Am I a son? No, but I have parents.  Am I a brother? No, but I have siblings.  Am I a father? Am I a husband? No, but I have children and a wife.  Am I a teacher?  No, but I have a job teaching.  These roles I play are not me, but they are part of who I thought I was– my ego.

Am I happy? No, but sometimes I feel that way.  Am I angry? No, but sometimes I act that way.  Am I hungry?  No, but sometimes I get a craving for cake.  I am not my feelings, but feelings are part of who I thought I was– my ego.

Ok so I must be my thoughts then.  I am my mind.  I am a sentient being that can know physics and math and discover the mysteries of the universe both great and small through the miracle of modern science.

Well, no. I am not my mind, but I can think. I have all those abilities, but they are not me.  I am not a thought, I am not a perception, I am not a discipline, I am more than the sum of my memories.

So what’s left? Take away what I am doing, what I am thinking, and what I am feeling, and all that’s left is what I am.  I am my being.  I am my existence rather than my non-existence.  If I take away my ego, step out of my cave, I discover my essence, my pure consciousness that observes my actions, my thoughts, and my feelings. I am the watcher of my life; the constant witness of Peter, the observer of thought and action, a single membered audience in love with my story.  Or maybe better still, I am the invisible author of the movie script entitled “Me”.

I am the life in my limbs, I am the spirit in my flesh, the director of my thoughts.  I am the intelligence in my cells, the animator of my molecules, the conductor of my systems. I am the remainder when all the atoms in my body have made agreements to bond themselves into new molecules in the bellies of worms.  Everything assembled will one day be taken apart, but I am uncomposed, undivided, unconstructed.  I am spirit, I am eternal, I am the image of God!

But who wants to be all that? Yesterday I am a  high school teacher, and today I am eternal?  I just want a beer every once in a while, make enough money to get by, and not ruffle anyone’s feathers.  I like being my thoughts, I’m comfortable being the funny guy.  My wife would whack my arm, as wives are sometimes known to do, if she heard me say that I’m not a husband.  My cave is safe, being my ego is safe.  I’m going to put my feet back on solid ground, quit the poetry, and take out the trash.  I almost believed all that for a second.

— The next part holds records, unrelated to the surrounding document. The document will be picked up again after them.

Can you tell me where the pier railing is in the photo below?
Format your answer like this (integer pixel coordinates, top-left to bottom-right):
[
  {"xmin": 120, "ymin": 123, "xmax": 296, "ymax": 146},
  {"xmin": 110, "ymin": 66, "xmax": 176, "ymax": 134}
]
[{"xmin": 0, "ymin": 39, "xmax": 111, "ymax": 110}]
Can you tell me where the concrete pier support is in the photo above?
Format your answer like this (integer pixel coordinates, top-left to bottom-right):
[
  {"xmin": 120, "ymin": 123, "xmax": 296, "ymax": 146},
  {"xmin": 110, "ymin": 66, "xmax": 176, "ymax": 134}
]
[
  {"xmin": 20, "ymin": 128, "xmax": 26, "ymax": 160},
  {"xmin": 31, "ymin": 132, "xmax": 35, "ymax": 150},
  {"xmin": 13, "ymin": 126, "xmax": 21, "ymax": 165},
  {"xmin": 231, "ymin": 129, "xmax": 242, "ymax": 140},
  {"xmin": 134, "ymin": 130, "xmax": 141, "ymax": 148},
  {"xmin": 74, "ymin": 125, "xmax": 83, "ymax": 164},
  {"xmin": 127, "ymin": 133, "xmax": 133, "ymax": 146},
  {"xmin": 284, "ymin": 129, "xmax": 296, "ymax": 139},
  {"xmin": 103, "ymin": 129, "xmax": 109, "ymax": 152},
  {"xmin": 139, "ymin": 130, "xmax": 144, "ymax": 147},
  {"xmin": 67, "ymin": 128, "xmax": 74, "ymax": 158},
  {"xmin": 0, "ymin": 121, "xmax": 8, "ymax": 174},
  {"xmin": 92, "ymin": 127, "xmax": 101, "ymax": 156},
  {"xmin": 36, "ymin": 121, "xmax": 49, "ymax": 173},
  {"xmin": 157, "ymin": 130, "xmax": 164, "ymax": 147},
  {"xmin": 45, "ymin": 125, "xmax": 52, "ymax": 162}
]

There is one problem though.  I’ve developed an allergy to the cave.  I cannot find my identity in thought, feelings, and actions anymore.  I’ve discovered that the prison of my cave exists and I’ve glimpsed the light coming from the outside.  I cannot return to the egoic lie that used to be me.  I exist beyond the cave now.  My spirit swells allergically to being in the cave like my sinuses in June, and it congests my sense of joy that I used to receive from ego, making all egoic pleasures taste like I have a latex glove on my tongue.  I’m claustrophobic in what was once  a spacious cave full of echos.

So I may still steal your joke and tell it as my own, but I can no longer find my meaning in it.  I’ve learned so much from my religion. But there is truth outside too.  Walk with me?